Saturday, February 14, 2009

ER as Primary Care Clinic

I had a long day of triage yesterday, and in true Friday the 13th fashion, had some weird ones.  There was the blood pressure of 201/102 (I'm sure there is a hidden message there, but unfortunately Tom Hanks was otherwise occupied and could not decipher it for me), the chronic back paineur-frequent-flier who suddenly decided that if he announced that he has numbness in his groin, he would get back faster, the chest pain who initially told me that the pain came with deep inspiration and coughing *thank you, back of the line for you, ma'am* and then when it comes her turn for triage, says, "no, the pain is constant and I haven't been sick lately, and I'm not coughing at all.  Oh, and it radiates to my left arm."  My BS alarm was working overtime, but when a patient says that, I have to at least order up an EKG and some blood tests.  I still wasn't about to bump another patient out of a bed for that one (incidentally, not only did the EKG come back NSR, but the social worker made a trip out to see me to let me know that this patient was on "the list" at 4 other hospitals for abuse of Emergency Services and had a list of psych problems longer than my left arm.  So long, in fact, that Happy would have told her to stop smoking.*

But what really got me was how many patients I saw that were sent by their doctors.  It was probably less than 10, but it felt like every other patient.  Some of them were pretty legit, like the possible sepsis, or the asthma exacerbation (although she was speaking in full sentences and was in no apparent distress, her lungs sounded very tight and wheezeful,** and she had only previously had asthma during pregnancy).

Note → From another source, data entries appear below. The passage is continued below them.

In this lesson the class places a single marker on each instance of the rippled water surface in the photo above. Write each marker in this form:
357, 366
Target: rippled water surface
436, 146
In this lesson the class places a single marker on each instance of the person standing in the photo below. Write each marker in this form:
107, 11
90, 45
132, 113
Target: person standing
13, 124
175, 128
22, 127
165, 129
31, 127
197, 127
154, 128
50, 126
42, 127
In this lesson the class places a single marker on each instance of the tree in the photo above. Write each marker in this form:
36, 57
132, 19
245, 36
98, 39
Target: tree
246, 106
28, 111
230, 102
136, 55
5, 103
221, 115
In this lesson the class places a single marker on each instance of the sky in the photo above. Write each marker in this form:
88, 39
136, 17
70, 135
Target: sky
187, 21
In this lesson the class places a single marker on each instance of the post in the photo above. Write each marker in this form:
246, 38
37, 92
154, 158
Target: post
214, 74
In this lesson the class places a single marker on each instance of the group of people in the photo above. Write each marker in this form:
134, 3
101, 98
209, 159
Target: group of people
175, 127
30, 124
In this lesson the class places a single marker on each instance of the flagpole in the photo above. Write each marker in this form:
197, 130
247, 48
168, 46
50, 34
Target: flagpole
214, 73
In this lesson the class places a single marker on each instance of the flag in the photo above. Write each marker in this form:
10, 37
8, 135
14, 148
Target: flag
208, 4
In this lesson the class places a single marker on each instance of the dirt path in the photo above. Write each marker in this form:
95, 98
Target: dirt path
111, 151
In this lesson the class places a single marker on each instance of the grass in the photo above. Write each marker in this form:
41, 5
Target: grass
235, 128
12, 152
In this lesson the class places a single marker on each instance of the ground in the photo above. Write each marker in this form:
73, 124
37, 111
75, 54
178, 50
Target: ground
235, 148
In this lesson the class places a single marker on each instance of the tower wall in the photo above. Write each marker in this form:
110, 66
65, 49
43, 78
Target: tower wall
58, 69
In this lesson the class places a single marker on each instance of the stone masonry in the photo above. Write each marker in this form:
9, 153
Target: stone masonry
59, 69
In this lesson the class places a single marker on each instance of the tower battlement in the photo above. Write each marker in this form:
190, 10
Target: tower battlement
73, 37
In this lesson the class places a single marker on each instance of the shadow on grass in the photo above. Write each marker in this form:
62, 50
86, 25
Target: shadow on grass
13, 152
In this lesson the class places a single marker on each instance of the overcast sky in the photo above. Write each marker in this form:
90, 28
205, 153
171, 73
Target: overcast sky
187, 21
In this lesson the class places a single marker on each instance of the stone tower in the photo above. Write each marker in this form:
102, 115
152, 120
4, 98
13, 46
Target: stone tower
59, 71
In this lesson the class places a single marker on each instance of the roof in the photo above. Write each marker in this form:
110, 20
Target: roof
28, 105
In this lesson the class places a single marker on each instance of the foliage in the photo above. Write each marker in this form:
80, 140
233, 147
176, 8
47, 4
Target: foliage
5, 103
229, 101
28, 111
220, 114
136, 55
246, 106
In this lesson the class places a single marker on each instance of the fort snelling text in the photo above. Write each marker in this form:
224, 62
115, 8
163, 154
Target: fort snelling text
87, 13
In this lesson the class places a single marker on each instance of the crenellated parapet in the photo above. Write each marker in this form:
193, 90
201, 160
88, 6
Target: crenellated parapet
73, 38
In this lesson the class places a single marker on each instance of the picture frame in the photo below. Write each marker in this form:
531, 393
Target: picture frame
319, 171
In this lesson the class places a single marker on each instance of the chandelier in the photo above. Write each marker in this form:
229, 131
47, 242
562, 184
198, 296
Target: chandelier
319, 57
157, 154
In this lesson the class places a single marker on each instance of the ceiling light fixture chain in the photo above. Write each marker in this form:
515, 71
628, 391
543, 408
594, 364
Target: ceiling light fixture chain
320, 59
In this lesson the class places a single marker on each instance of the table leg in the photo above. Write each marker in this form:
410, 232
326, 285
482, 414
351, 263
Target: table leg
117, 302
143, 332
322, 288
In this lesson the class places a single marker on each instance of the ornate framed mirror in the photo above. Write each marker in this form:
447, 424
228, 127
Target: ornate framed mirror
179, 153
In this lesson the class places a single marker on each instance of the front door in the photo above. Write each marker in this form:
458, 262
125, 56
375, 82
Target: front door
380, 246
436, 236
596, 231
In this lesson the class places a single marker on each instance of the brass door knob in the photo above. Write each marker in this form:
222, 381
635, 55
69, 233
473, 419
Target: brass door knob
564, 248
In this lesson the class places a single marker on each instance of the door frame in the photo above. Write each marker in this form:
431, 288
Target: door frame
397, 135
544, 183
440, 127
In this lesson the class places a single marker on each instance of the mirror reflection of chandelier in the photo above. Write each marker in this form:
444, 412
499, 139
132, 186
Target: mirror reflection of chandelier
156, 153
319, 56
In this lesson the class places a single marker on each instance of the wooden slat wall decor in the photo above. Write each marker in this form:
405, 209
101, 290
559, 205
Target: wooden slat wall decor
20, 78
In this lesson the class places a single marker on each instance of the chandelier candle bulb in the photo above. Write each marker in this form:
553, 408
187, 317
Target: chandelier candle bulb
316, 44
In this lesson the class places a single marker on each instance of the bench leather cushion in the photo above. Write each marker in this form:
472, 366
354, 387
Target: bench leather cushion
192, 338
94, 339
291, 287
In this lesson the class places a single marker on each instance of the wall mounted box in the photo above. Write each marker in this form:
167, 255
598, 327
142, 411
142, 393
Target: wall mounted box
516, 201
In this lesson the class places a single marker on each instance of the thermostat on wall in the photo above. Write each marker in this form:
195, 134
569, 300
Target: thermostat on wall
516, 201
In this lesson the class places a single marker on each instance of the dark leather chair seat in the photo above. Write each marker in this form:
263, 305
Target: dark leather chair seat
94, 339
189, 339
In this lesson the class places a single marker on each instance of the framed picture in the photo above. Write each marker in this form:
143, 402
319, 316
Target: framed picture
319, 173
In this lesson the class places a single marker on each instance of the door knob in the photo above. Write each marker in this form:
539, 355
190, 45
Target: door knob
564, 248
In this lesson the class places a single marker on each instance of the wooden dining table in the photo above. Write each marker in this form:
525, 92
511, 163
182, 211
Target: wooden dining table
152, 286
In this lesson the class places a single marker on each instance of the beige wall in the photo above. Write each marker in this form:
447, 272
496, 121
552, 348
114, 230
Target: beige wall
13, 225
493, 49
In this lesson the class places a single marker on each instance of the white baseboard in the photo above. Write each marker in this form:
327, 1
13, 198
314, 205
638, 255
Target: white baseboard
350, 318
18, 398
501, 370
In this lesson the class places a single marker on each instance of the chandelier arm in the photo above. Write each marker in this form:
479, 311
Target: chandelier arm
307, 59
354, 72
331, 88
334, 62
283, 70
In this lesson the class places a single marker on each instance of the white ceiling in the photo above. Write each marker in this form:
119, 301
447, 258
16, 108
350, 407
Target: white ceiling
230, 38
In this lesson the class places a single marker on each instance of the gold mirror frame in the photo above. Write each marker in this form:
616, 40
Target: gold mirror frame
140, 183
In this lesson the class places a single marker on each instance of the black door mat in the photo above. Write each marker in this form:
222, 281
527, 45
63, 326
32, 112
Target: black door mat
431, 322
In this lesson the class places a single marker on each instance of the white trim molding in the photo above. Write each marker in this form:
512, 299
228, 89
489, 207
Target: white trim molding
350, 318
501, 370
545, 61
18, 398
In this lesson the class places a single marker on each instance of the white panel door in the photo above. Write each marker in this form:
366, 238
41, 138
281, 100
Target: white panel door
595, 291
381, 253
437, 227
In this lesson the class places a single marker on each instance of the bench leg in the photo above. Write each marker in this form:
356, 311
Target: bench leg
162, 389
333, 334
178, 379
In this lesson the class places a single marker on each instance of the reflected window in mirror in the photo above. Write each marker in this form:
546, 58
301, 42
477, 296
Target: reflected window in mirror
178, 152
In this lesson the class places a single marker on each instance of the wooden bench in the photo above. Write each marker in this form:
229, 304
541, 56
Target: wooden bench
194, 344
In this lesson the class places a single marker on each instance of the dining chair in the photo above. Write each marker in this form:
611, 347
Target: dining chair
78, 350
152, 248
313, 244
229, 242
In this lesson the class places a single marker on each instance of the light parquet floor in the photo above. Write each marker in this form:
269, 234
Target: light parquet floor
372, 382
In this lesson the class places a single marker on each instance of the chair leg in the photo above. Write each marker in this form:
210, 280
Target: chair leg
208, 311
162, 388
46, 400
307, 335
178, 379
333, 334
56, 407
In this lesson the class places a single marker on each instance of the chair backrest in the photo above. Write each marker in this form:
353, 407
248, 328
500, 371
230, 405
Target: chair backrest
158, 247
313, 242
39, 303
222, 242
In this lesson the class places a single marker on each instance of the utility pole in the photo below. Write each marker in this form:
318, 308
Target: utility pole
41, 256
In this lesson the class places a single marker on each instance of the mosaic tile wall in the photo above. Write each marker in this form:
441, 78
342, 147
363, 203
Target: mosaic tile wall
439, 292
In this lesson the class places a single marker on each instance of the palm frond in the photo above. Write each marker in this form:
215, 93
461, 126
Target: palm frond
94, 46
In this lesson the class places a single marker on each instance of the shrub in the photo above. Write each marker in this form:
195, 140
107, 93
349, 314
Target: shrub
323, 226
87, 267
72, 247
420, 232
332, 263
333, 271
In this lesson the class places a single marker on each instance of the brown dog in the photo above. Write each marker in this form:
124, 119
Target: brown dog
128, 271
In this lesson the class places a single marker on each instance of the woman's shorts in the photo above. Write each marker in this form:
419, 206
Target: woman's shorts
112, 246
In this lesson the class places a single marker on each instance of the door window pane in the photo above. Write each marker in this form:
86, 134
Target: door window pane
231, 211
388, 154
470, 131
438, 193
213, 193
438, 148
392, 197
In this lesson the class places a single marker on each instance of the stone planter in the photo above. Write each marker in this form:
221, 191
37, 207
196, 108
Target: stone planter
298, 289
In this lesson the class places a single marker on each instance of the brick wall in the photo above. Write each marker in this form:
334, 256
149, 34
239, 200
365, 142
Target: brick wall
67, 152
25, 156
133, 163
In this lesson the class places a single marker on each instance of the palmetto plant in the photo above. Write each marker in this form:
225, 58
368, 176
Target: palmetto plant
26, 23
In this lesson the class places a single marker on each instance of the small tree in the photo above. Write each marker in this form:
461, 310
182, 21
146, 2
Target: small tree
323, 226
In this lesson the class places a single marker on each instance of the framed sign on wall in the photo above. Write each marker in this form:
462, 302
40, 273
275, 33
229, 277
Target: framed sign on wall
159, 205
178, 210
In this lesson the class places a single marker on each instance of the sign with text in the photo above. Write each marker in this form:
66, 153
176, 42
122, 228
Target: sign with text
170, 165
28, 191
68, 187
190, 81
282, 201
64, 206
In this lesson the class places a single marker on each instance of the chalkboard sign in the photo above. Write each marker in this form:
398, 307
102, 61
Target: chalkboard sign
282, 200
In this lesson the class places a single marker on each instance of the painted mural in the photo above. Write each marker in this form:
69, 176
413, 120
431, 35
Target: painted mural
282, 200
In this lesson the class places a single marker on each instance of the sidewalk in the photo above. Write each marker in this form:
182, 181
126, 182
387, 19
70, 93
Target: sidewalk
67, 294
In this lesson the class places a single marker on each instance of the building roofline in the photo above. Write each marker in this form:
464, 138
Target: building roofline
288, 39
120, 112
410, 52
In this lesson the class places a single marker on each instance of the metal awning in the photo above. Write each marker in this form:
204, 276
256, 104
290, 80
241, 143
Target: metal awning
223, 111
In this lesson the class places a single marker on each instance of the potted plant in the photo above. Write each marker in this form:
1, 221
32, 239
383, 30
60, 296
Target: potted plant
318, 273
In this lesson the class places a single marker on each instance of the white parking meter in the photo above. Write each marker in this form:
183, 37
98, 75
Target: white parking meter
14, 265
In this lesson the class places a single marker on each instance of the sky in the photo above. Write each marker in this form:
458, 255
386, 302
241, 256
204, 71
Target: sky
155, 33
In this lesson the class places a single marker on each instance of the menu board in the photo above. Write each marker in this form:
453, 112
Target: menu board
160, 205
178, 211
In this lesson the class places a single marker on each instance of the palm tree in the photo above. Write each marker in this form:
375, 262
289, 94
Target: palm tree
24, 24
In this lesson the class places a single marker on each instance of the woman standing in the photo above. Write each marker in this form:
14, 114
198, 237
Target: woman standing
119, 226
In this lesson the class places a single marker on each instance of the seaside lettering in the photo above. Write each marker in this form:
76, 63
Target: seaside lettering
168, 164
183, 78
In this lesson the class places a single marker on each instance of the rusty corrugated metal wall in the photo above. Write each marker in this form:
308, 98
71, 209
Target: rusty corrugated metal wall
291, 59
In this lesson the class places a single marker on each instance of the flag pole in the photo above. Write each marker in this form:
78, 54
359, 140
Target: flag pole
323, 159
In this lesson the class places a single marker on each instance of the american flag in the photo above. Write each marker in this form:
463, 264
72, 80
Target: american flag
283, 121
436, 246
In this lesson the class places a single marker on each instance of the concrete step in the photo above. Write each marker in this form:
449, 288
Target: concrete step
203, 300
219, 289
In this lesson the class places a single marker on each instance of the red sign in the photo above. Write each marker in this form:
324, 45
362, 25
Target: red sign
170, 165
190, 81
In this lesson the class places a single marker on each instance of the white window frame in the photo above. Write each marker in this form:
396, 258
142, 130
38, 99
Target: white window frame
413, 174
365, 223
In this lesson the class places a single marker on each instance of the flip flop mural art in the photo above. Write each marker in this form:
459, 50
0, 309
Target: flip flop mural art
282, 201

Then there was the parade of the others, like the RLQ pain that needed a workup for R/O appy FROM 5 DAYS AGO, the high blood pressure patient that got no workup other than a blood pressure check and a trip to the ER (Dear Doctor, perhaps if you had, I don't know, TALKED TO YOUR PATIENT, you may have discovered that he was out of his blood pressure medications.  I do believe that your medical license permits for you to write for BP med refills.  Signed, Me.), or these gems (from the patient's own "reason for your visit"):

Dr C#$%^ office told me to come in for my Chronic back pain
Referred from Primary PhisicioiN to E.R. (I don't remember the actual chief complaint, but I do remember it was unimpressive enough that I dumped her back in the waiting room)

Then this one made me laugh out loud:

DR A#$%# J#@$@ up and quit on his patients and I need my meds.

Not sure of the story behind that one, but he earned himself a trip to see the PA and get a couple days' worth of meds and a referral to a new PCP.

I'm also amazed at the number of patients sent in by their dentists for antibiotics.  The Dentists know that we cannot do anything more than give a handful of Vics and some penicillin.  I'll never understand why they can't have the patient come in to the office, sit in the chair for 1 minute to have their teeth glanced at, and then walk out with a prescription and an appointment for a week or two later.***

Finally, there was the direct admit patient who was told to come to the ER to be evaluated "in case there is something I missed."  I would comment on that one, but I don't swear.

* Incidentally, I'm actually on Happy's side in the stop smoking debate, but it is still fun to joke about because he takes it so seriously and Nurse K takes her exception to him so seriously in turn.  Calm down, children.
** made-up word for the day.
*** Okay, so I do understand it, and it is spelled M-E-D-I-C-A-R-E but it is still dumb.


Nurse K said...

Asterisks are my thing. Copycatter.

If you're going to steal my asterisk gimmick, you at least have to disagree with Happy Hospitalist who thinks smoking causes obesity despite it being an appetite suppressant.

Braden said...

Using an asterix to indicate that there is a foot note is not a gimmick, it is a common literary practice wherein an unrelated remark or clarification can be made without interrupting the flow of one's thesis. Don't go pulling a Rush Limbaugh on me and assume that you are the original source of every idea. I've been using footnotes for years and years. In fact, I used footnotes in high school when the use of said notes placed you firmly in the "geek" category. In fact, I had never noticed that you even used them, though if you wish to take credit, then I will allow it, but you have to give me credit for the capital letters that I see you stealing from me.

And as for the smoking thing, I think I'll make a post on it if I get the energy.*

* I just wanted to make a footnote here because I thought it would be fun. Was it good for you?

Somenurse said...

We have had a rash of "my doctor sent me" as well. Some are legit, most are BS jarc seekers. Most of our legit ones are from the peds office for r/o dehydration, r/o pneumo, r/in RSV. Secondly one of our local docs was arrested for selling narc prescriptions so now we have a rash of chronic paineurs who are faking other illnesses to get seen. Yet somehow even with the legits the doc rarely calls to tell us the pt is coming. Then the pts get mad cause we had no idea they where coming and they have to wait. The ones that get really pissed are the ones who where "refered" for an MRI. We don't do MRI's on just anybody.